Having recently read a similar book on the activities of American bombers during the war, as well as the book on the dams raid, it was not completely new territory, but it was still a very interesting read (or listen) and probably required reading for anyone interested in the bomber offensive in Europe.
I don't disagree with the author's premise regarding the efficacy of the British bomber offensive, but would note that even absent a causal role in defeating Germany, the bomber offensive still played an important part in providing Britain with a way of fighting back in the first years of the war when it could not go on the offensive anywhere else, and its activities did force Germany to spend enormous sums on air defense and repair of damaged facilities, even though given the constantly increasing German war effort, it never did more than bend the upward curve of German economic growth during the war. But in addition to the loss of life in terms of skilled air crews, given that the manufacture and operation of the Lancaster heavy bomber force is estimated to have consumed approximately a third of Britain's wartime economy, Hastings makes the point that the expenditure was simply not worth the return in terms of the damage to Germany's war effort.

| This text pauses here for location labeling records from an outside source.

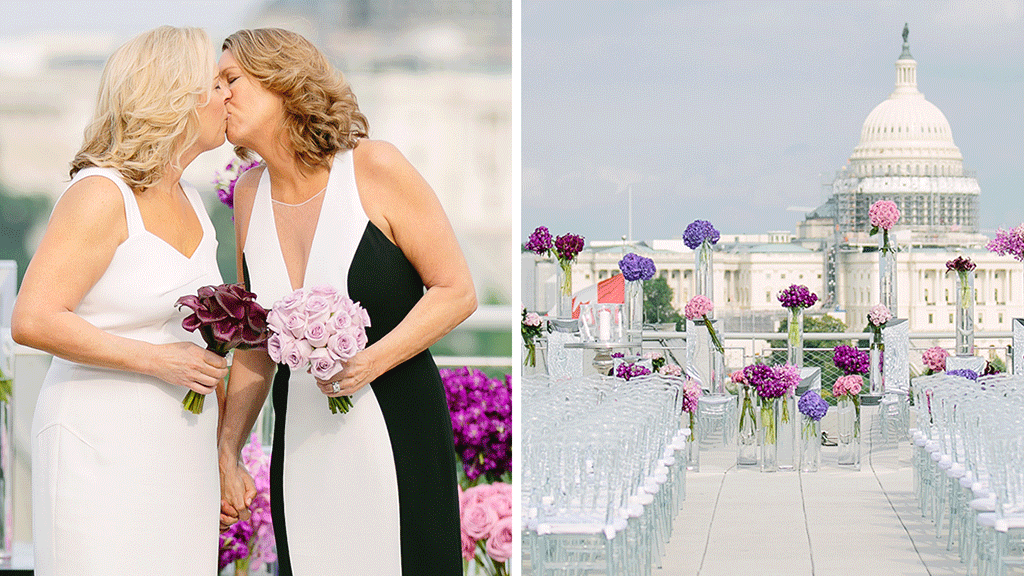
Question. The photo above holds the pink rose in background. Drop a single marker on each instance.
(879, 315)
(500, 540)
(316, 333)
(698, 306)
(323, 365)
(884, 214)
(850, 384)
(478, 520)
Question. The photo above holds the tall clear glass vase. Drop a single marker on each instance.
(634, 312)
(564, 289)
(965, 313)
(887, 274)
(810, 444)
(795, 342)
(702, 275)
(876, 377)
(770, 412)
(848, 416)
(747, 438)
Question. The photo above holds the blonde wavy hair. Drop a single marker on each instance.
(322, 116)
(146, 110)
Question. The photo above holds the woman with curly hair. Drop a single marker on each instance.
(113, 451)
(372, 491)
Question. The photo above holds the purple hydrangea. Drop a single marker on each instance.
(964, 373)
(567, 247)
(540, 242)
(629, 370)
(812, 405)
(851, 360)
(635, 266)
(699, 232)
(481, 421)
(797, 295)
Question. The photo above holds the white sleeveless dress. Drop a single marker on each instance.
(124, 480)
(338, 482)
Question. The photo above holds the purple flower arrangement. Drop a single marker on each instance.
(224, 181)
(964, 373)
(628, 370)
(540, 242)
(797, 295)
(250, 543)
(699, 232)
(1009, 242)
(481, 421)
(851, 360)
(812, 405)
(635, 266)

And all of this avoids the central issue in the minds of many – was the offensive against the cities of Germany, rather than its factories and military targets morally justified? Keep in mind, of course, there was almost no form of bombing over cloud – covered central Europe that was not going to result in some civilian casualties. But Bomber Harris deliberately targeted civilian cities for the purpose of attempting to break German morale in order to in the war earlier – something that Britain already knew at the time he began was an unsuccessful strategy when Germany tried it against Britain. And after four years of bombing, culminating in bombing during the final six months of the war of an intensity that no one could have foreseen, German morale was still unaffected.

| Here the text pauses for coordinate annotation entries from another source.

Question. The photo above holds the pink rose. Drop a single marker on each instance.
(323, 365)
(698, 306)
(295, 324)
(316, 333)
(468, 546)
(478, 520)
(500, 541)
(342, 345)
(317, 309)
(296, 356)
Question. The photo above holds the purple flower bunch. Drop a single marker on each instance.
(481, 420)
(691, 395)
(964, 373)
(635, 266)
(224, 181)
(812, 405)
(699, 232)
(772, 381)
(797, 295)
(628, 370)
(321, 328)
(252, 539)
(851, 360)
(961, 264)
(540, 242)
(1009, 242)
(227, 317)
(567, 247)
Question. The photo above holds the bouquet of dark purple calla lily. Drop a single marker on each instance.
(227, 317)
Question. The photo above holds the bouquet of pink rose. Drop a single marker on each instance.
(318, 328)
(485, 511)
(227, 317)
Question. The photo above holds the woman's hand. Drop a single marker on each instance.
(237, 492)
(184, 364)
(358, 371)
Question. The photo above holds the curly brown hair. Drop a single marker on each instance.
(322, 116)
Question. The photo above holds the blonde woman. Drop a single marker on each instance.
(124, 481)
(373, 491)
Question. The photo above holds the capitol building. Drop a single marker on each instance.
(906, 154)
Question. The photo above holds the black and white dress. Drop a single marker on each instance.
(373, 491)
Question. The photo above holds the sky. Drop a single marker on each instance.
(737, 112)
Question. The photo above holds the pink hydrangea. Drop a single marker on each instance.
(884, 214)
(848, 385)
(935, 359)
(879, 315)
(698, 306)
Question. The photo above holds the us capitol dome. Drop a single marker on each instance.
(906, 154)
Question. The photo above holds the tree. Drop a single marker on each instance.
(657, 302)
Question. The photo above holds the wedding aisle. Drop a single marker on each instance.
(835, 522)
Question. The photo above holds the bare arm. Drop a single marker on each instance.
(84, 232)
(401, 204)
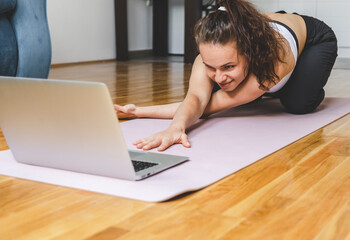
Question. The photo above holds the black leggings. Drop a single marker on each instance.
(304, 90)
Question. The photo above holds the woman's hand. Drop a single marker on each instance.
(163, 140)
(127, 111)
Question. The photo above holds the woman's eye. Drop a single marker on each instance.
(228, 67)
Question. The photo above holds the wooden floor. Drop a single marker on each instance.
(299, 192)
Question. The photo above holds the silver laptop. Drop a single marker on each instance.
(71, 125)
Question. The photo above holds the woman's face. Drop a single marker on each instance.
(223, 64)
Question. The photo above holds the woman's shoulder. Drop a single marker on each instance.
(295, 22)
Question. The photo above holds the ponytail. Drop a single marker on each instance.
(242, 23)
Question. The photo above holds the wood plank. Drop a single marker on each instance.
(299, 192)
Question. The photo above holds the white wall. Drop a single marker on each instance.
(84, 30)
(139, 25)
(176, 26)
(81, 30)
(333, 12)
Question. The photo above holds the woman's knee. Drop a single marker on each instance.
(302, 106)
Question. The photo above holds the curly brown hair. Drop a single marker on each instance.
(242, 23)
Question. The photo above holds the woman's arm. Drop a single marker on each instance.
(189, 111)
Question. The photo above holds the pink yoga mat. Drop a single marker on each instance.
(221, 145)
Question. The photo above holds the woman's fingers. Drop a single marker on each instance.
(184, 141)
(162, 141)
(126, 111)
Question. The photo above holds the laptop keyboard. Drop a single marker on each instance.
(138, 165)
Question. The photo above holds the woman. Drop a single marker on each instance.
(244, 55)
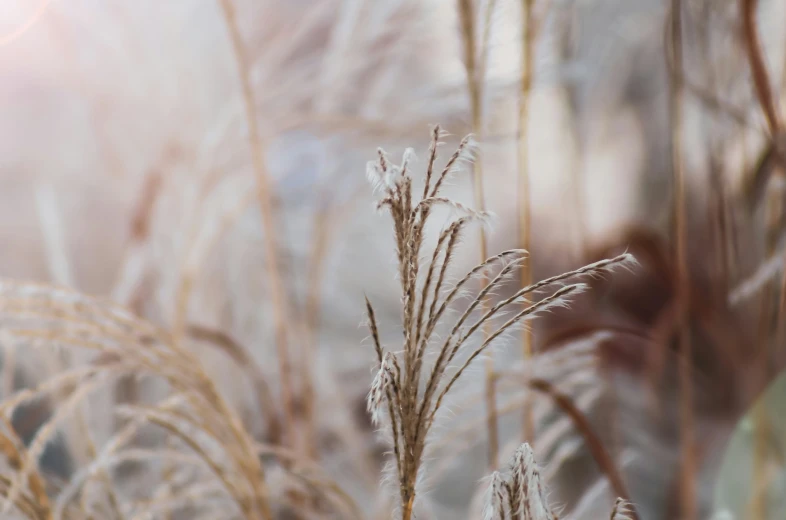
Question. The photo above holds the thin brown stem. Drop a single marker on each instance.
(687, 426)
(265, 198)
(527, 6)
(474, 87)
(594, 444)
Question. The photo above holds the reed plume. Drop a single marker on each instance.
(406, 395)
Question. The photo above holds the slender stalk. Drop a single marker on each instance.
(474, 87)
(528, 426)
(591, 438)
(687, 447)
(265, 198)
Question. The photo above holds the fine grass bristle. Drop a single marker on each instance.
(414, 401)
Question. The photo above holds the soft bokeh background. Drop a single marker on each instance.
(126, 172)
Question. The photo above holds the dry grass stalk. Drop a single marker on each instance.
(520, 494)
(265, 198)
(593, 442)
(687, 448)
(475, 70)
(404, 397)
(196, 416)
(527, 43)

And while in conjunction with the US strategic bomber forces operating out of Britain and Italy, the bomber offensive did eventually shut down the German war machine by attacks on its oil refineries,, that happened almost simultaneously with the final overrunning of Germany by ground forces, and thus did not have a causal effect on the end of the war. But one of the points Hastings makes is that while "area bombing" of cities was not unknown by US bomber forces, which generally intended what it called precision bombing of military targets (precision being a misnomer much of the time), Harris never had any patience for what he called "panacea targets" and intended to level Germany one city at a time as what he thought would result in a quicker end the war. He turned out to be wrong about both what he should have been attacking, and what the effect would have been. And this is why a significantly smaller British bomber force after 1942 would have been no less effective in forwarding the Allies' war effort, as Hastings sees it, admittedly in hindsight.

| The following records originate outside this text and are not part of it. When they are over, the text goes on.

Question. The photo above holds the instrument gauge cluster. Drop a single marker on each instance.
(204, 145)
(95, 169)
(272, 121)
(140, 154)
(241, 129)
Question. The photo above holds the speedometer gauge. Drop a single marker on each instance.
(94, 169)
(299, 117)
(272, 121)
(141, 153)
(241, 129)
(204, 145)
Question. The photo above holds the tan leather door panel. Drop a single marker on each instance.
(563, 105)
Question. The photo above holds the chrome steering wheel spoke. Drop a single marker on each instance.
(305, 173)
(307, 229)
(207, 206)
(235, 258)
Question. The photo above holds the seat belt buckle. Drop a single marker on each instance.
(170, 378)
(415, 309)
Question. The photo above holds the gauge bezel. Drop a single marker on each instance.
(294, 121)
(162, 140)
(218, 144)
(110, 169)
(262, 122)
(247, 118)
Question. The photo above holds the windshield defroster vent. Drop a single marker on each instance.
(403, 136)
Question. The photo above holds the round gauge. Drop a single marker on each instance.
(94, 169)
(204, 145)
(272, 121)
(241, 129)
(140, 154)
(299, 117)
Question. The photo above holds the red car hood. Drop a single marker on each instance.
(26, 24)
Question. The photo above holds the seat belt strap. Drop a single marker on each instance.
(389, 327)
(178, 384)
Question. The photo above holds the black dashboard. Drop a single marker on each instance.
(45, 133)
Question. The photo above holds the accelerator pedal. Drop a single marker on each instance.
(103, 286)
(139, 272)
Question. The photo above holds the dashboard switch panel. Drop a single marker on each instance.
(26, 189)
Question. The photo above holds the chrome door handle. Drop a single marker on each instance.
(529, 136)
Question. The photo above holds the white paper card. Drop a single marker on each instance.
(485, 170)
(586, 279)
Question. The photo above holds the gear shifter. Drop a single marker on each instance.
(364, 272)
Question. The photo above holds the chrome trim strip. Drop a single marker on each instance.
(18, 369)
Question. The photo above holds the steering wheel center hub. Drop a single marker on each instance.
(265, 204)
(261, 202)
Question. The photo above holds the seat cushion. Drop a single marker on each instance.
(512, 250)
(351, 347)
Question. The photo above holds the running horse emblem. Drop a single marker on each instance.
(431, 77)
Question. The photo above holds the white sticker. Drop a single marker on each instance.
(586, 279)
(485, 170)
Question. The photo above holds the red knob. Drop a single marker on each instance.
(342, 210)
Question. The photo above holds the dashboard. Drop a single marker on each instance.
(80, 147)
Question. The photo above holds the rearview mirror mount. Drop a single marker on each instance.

This is my second Hastings book, following Catastrophe about the first year of World War I and it was not nearly the painful slog that that one was, although I still think it is because the structure of that book did not lend itself to a logical ending. I would have appreciated a little more about what happened to Bomber Command after the war, as well as more about the public controversy about "terror bombing" but that is actually a different book or two, also by Hastings.